耳は、使わない。「ほかのチームが『いい選手だな』と言っても、そうかなと思うの、たくさんあるよ」。

 映像も、見ない。「映像なんか見ない。わざわざ見ないよ。だったら見に行くもん」。

 現場で直接、目の当たりにした自分の「眼」だけを信じる。そして、直感も。「いつも選手をパッと見たときに、そこで感じるか、感じないかをすごく大事にするんだ。だから自分の目を信じる。これは、最初のころはなかったけどね」。

 そうして発掘し、鹿島アントラーズに導いた選手は47人(大学出身15人、高校出身32人)。3分の1の16人は日の丸を背負ってピッチに立った。柳沢敦や小笠原満男、中田浩二、本山雅志に始まり、現在では内田篤人や大迫勇也、柴崎岳、昌子源ら-。彼らの国際Aマッチ出場試合数は計360試合に上る。誰もが名スカウトと認める。その椎本邦一(しいもと・くにひと)スカウト担当部長が1日、60歳の還暦を迎えた。「あっという間だね。まさか、こんなに長くやるとは思わなかった」。過ぎゆく濃厚な年月を思い返していた。

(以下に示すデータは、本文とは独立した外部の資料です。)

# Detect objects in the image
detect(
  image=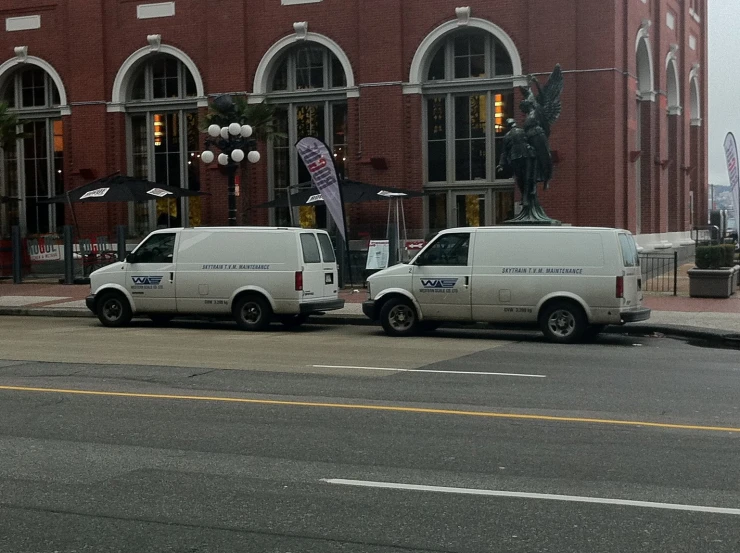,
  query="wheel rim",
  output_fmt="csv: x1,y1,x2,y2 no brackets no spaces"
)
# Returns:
547,309,576,338
103,300,123,322
242,301,262,325
388,305,415,332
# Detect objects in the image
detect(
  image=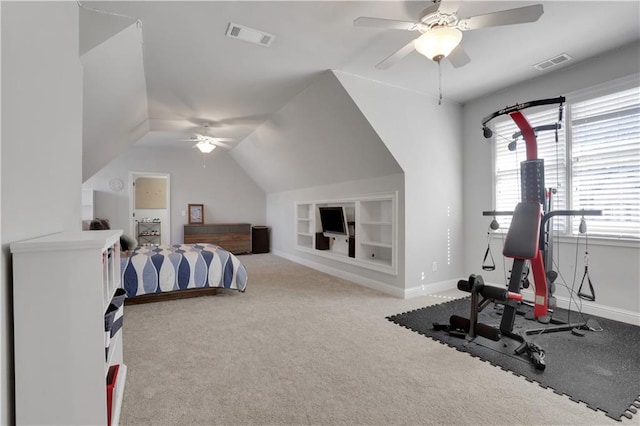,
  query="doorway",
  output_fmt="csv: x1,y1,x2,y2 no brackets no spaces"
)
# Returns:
129,172,171,245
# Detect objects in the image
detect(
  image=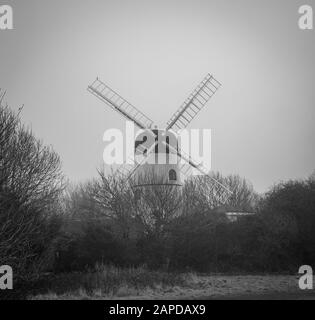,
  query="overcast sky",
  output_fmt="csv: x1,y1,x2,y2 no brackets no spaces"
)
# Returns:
0,0,315,192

 鹿島ユースの監督を務めていた94年12月に、現職への声が掛かった。それまでスカウトは強化部の担当で、専門の部署はなかった。それを新設する、と。ただ、部員はいない。最初の2年間は1人だった。年に「300試合ぐらいは見たと思うよ」。

 家を空けることなど、しょっちゅうだった。直前の10月に第2子となる長男が生まれたばかり。たまに帰って風呂に入れると、大泣きされる。知らないおじさんだと思われていた。

 スカウトの仕事も同じだった。「(前身の)住友金属で選手はやっていたけど、そんなに強いチームじゃなかったし、代表に入っていたわけじゃないからね。最初のころは、顔を覚えてもらうのがなかなか…」。名刺を2、3枚渡した高校の先生もいた。無我夢中だった。

 最初に手がけた選手は96年の柳沢、池内友彦、平瀬智行の3人。やれる-。そうつかみかけた自信は翌年、いとも簡単に崩れた。97年の獲得者はゼロ。端的に「振られた」という。「正直、落ち込んだよ。もうやめようかと思ったもの」。救われたのは「しょうがないよ」という、強化部長の鈴木満氏の言葉。そこで思いを改めた。「縁なんだよね。赤い糸なんだ。失敗したら、縁がなかったんだ」。目に見えない赤い糸を信じるだけ。すると翌98年、小笠原、中田、本山と山口武士、中村祥朗の5人の有望株と、縁がつながった。ユース出身のGK曽ケ端準を加えた「黄金世代」の誕生だった。


 これまで縁あった47人のほとんどがリーグ戦の出場を果たした。挙げた総得点は547点。チームの全1489得点の4割近くを占める。携わった選手の活躍は、もちろんうれしい。興梠慎三や19歳の安部裕葵ら“無名”から見いだし、大成したときの喜びも大きい。だが、未出場のまま鹿島を離れた選手も、4人いる。「レギュラーになった子たちは良いんだ」。離れざるを得なかった選手たちの人生の方こそ、重く受け止める。

 「みんながみんな、成功するということもないからね。3年ぐらいやって試合に出られず、移籍しなきゃいけない子の方がすごく気になる。そういうときはちゃんと、親や学校の先生に連絡します。『成功させられなくてすみません』と」。

 そこには以前、ある親から言われた言葉がある。「私らはスカウトの人を信用して、スカウトの人に預けるんです」。選手の人生を預かる仕事-。スカウトの仕事を、そう受け止める。だから、入団前に甘い言葉はかけない。「厳しい世界だということは、絶対に言う」。その上で、力を認めていることを伝える。成功を収めた選手に共通しているのは「向上心。うまくなりたいという気持ち」。それをうながすために、褒めることはめったにしない。これからも変わらない。


 還暦は迎えた。だが終わりじゃない。まだまだ、鹿島に合った選手を見いだす楽しみを続ける。「だいたいさ、スカウトが表に出ちゃ、いけないと思っているんだよ。表に出るのは選手やスタッフ。そういうつもりでやってきたんだから」。だから「還暦取材」も最初は断ろうとしたという。それをクラブと番記者、双方の企て? によって引き受けさせられた“仕事”。「おめでとうじゃねえよ」と言う照れくさそうな姿に、やっぱり「おめでとうございます」と言いたくなる。

 ◆今村健人(いまむら・けんと) 1977年(昭52)、さいたま市生まれ。サッカー少年時代、セルジオ越後氏に股抜きされ、オウンゴールをさせられた。入社後、静岡支局をはさんで06年トリノ、12年ロンドン両五輪を経験し、大相撲担当も延べ6年経験。